- Views 1328
- Likes 2
The design challenge was to come up with ideas for a simple, energy efficient home on an urban infill site.
The site lies just outside the downtown core of a northwest US city. The site is 40 x 100 feet, long axis of the site east-west. The rear of the site has alley access. Any concept would only need to allow space for a two car garage with alley access however would not have to include the garage in the design. The main street runs north south on the west side of the property.
The living space will need to be under 1,000 square feet. Sustainable design should drive any concepts proposed. Connections to the outdoors are important, both for visual connection and for opportunity to move social events outdoors easily.

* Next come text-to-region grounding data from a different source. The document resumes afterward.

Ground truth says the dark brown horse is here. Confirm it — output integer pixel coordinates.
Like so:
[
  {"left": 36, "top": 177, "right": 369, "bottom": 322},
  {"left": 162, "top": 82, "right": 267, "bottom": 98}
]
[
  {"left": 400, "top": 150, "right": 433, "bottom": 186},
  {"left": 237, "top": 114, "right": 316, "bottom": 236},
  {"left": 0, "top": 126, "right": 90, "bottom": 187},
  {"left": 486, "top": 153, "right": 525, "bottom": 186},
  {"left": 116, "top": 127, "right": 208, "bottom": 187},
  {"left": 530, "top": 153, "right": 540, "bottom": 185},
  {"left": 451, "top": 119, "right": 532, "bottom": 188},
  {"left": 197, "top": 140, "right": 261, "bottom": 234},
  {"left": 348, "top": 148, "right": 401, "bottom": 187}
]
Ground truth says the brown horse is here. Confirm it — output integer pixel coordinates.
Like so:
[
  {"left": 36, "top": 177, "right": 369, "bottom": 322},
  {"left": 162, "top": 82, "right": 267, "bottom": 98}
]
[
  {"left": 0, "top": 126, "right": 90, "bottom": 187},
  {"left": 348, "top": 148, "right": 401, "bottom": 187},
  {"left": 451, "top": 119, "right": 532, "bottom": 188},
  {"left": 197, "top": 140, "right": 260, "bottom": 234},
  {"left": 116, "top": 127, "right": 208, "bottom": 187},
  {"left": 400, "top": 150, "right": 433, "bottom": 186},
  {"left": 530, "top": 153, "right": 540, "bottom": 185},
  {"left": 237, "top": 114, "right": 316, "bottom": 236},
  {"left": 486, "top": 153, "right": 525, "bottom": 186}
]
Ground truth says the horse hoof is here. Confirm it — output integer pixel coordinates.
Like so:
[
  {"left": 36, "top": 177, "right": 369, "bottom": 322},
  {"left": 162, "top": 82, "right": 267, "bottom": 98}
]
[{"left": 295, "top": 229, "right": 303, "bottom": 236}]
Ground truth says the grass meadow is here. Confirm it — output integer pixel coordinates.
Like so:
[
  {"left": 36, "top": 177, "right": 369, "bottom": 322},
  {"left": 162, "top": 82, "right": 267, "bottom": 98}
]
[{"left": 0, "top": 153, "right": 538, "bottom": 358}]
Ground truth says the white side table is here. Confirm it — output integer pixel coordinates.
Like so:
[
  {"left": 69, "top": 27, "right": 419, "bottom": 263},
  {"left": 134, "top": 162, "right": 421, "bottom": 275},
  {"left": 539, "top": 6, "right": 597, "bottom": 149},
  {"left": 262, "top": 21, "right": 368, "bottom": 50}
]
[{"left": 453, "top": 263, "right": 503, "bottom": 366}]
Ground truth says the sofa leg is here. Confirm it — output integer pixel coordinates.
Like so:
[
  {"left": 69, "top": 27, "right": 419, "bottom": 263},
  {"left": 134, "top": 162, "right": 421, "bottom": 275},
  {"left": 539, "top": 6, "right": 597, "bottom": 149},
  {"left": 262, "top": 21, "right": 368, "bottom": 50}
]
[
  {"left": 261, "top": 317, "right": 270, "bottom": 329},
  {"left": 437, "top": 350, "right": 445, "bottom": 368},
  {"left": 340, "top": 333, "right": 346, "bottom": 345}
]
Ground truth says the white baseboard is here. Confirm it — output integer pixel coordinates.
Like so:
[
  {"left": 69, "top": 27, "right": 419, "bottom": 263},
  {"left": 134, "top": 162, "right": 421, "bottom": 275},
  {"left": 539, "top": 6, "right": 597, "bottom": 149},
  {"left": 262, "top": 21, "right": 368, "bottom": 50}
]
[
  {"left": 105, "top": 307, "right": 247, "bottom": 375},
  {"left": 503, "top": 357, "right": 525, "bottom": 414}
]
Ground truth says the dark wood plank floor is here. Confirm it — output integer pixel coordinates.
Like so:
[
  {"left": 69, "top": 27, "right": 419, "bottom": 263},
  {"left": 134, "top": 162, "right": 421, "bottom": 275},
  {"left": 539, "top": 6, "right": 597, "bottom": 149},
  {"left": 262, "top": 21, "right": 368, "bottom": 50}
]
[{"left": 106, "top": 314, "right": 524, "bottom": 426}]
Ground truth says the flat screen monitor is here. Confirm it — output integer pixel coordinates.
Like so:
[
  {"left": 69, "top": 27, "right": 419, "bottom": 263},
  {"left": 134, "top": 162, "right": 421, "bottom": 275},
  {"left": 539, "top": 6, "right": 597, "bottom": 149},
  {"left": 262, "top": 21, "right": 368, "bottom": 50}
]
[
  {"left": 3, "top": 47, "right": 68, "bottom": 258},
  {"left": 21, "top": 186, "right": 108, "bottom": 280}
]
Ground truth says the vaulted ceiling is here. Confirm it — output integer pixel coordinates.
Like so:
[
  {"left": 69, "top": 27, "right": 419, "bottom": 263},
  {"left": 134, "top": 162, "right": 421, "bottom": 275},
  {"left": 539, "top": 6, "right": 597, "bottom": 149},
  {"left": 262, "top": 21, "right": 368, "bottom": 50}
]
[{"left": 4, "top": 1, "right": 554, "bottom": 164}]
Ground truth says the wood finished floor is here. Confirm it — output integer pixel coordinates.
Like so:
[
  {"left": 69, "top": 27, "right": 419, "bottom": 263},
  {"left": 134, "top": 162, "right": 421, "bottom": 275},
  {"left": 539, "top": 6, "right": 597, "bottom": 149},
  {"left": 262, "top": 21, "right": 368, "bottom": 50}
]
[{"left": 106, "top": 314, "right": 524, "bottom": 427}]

DESIGNlinkup decided to work within the confines of a rectangle to help reduce construction costs. Since the long dimension of the site faces north and south, the opportunity to utilize photovoltaics on the roof. Our concept places the home on north side of the site to allow for garden space on the south side of the lot.
A two bedroom concept is proposed. Two story volumes rise above the first floor above the living and dining rooms. This allows for visual connections between the first and second floor.
The entry is on the north side of house. This is an open first floor concept with the living space being placed on the south side of the home to provide visual connections to the yard and allow for direct sunlight to enter the space during colder winter months. Support functions line the north side (staircase, small restroom, and laundry room).
The two bedrooms upstairs act as separate suites as they both have designated bathrooms.
Let’s take a look at a few interior renderings.
The choice of materials emphasizes the notion of a external shell and the internal components. The shell is simple in form-a rectangular box and clad in polished plywood. The internal components, clad is gypsum wall board, are more complex as they grab the external shell in some places, but then recedes to allow volumetric expression and visual connection to the upper floor. The different surface treatments accentuate the differences in purpose. In addition, the light color of the interior volume plays a functional role as it reflects direct solar gain throughout the interior volume as shown in the interior images.
Below, light is seen coming through viewing windows, high vertical glazing, as well as glazing on the roof. This both increases the amount of daylight in the volume and helps equalize the amount of daylight in the space reducing the contrast ratio. Note that bedroom 1 enjoys an interior window serving to borrow natural daylight from the living room volume. Each bedroom has windows on two walls.
The exterior cladding consists of two different sizes and colors of siding material to create a pattern that wraps around the house to grab different components of each exterior elevation while attempting to maintain a comfortable balance between the two interactive patterns. The patterns formed are intentional; the golden mean is the basis for defining the boundary of each surface treatment which includes the shape, size and position of each window.
The shape of the home, include the roof is utilitarian. Roof overhangs are present only where there is a functional purpose. On the southern elevation, overhangs are present over the two bedroom windows to prevent direct solar gain during the months of most intense sunlight. The roof is standing seam metal, to allow for the capture of rainwater. Photovoltaics are on the southern face of the gable roof.